What we discovered is a picture of transparent leadership, a positive culture and continual encouragement and recognition of people to achieve company goals.
These are the lessons that overwhelmed HR functions can learn (although there’s nothing particularly ‘new’ in any of them):
Share your vision
A meaningful, shared vision encourages employee engagement and motivation and may ultimately lead to the achievement of much greater goals than originally envisaged.
Leicester focused on milestones in pursuit of their aim (more Premier League survival than champions), adopting a game by game approach and celebrating achievements along the way. As those results continued to exceed all expectations, sights were gradually raised.
Leicester’s Premier League achievement against all the odds demonstrates the power of sharing your vision to empower your people.
Invest in your internal talent
Many hiring managers automatically turn to external talent when a skills gap arises in their business. Leicester’s approach has been to identify the skills and potential of its current players rather than invest millions in headline names.
To put it into perspective, Manchester United have spent more on new talent in the last two seasons than Leicester in the club's 132 year history.
Before looking outside your business, explore the untapped potential of your current talent. Internal promotions also send out a clear message to your employees about career development opportunities within your company.
Before that, however, HR’s next step must be to overcome its reluctance to invest in training.

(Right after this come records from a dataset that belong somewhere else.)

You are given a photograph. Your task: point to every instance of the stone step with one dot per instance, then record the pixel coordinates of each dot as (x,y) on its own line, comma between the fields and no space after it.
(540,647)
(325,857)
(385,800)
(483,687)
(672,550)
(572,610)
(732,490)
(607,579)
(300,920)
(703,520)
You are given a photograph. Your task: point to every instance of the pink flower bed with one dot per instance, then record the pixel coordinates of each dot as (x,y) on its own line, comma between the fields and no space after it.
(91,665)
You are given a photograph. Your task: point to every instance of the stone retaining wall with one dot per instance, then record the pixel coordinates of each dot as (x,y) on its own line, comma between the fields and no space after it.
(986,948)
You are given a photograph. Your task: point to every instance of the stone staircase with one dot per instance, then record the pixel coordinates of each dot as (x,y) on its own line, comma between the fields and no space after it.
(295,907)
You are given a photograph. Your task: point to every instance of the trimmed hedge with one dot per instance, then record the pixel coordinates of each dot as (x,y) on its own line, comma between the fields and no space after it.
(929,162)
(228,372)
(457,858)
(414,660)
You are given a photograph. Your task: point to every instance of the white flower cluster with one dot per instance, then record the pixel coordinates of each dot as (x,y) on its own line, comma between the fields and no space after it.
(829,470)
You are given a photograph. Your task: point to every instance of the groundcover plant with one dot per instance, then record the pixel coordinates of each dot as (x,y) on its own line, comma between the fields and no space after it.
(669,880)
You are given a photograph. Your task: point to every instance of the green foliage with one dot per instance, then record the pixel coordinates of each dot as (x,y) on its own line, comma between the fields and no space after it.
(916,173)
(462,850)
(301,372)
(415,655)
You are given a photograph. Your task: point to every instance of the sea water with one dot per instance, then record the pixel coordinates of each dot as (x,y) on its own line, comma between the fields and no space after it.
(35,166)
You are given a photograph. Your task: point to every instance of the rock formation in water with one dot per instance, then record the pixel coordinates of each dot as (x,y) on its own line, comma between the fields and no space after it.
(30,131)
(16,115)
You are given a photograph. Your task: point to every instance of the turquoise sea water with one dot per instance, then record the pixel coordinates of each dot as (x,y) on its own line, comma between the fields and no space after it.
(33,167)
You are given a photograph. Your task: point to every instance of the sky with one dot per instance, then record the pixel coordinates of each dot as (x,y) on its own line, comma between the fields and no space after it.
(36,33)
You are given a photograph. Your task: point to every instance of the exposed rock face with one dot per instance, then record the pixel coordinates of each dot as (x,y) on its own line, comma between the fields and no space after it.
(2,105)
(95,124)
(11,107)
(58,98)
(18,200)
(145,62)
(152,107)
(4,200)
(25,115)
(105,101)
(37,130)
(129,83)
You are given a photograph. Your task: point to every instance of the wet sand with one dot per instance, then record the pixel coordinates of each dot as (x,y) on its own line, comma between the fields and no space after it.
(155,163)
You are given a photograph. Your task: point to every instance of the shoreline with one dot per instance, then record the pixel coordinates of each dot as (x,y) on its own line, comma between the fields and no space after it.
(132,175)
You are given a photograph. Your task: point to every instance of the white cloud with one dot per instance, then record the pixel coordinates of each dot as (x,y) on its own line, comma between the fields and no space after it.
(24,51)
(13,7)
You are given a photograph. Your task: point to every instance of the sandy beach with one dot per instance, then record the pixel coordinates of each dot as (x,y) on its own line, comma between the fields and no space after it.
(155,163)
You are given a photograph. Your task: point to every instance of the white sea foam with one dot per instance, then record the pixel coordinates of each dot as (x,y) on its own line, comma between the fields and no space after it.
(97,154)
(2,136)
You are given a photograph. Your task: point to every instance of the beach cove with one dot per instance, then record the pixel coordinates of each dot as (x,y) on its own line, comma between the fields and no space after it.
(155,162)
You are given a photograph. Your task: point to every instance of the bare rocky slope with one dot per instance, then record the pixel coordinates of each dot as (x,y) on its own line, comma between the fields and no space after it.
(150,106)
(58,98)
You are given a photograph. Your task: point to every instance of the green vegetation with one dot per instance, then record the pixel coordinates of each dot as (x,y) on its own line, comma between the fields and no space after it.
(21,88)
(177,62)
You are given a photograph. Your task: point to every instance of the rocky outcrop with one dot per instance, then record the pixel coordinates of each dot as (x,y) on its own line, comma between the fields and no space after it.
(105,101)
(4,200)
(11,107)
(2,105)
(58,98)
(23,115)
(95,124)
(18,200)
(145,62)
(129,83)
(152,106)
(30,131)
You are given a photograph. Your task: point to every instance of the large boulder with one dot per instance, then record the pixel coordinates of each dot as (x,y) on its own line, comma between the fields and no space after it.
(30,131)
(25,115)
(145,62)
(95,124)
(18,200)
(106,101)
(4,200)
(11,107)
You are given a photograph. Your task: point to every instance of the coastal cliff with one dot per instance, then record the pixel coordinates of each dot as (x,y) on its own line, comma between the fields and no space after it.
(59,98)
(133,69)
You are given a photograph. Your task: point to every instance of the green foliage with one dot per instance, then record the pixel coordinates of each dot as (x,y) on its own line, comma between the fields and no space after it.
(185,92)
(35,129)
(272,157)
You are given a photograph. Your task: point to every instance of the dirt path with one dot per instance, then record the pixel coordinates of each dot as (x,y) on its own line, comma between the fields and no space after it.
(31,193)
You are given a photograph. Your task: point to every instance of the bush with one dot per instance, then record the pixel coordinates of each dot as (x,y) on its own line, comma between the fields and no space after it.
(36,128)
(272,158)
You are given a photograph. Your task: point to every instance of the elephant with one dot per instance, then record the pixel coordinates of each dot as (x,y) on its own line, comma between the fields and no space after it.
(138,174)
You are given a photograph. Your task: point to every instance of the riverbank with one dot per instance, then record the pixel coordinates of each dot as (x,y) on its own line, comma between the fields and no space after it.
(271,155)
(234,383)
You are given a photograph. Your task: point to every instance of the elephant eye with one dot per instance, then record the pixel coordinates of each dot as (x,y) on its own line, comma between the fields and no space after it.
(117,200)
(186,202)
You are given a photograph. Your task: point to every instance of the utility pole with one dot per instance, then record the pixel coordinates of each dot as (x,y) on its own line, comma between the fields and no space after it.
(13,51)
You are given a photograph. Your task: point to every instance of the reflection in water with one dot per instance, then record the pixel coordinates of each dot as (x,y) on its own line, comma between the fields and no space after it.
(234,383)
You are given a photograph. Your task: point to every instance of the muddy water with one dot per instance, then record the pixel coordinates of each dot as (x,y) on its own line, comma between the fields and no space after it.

Look beyond the obvious in hiring
Leicester’s headline players (Riyad Mahrez, N’golo Kante and Jamie Vardy, for example) were recruited from relatively obscure clubs, in the French lower leagues and English non-league teams.
Expand your talent pool to consider the not-so-obvious recruits and sources dismissed by your competitors.
Ranieri himself was considered to be a surprise selection and 'uninspired choice' (according to ex Leicester and England player Gary Lineker) for the manager's position in August 2015 when 'bigger names' were available.
A positive culture creates a competitive advantage
With his humble, dignified attitude in a sport notorious for the opposite, Leicester manager Claudio Ranieri has consistently refused to blame external influences for any team ‘hiccups’.
The result is a positive, transparent culture embracing everyone associated with the club, a high work ethic and an unparalleled team spirit.
Deloitte’s 2016 Human Capital Trends Survey found that a positive culture is considered to be a competitive advantage by 82% of businesses, yet the CIPD survey suggests that employers are not acting on those stated beliefs.
Leicester City is proof of what that can achieve.
Offer encouragement and recognition
Employee encouragement and recognition is vital to improve performance and engagement levels.
In October 2015, Leicester were struggling to keep a clean sheet during their games.
Ranieri’s approach, rather than berate his players for a poor performance, was a promise to treat the team to pizza if they achieved it during the next game.
The team succeeded and the manager kept his promise. The rest, as they say, is history.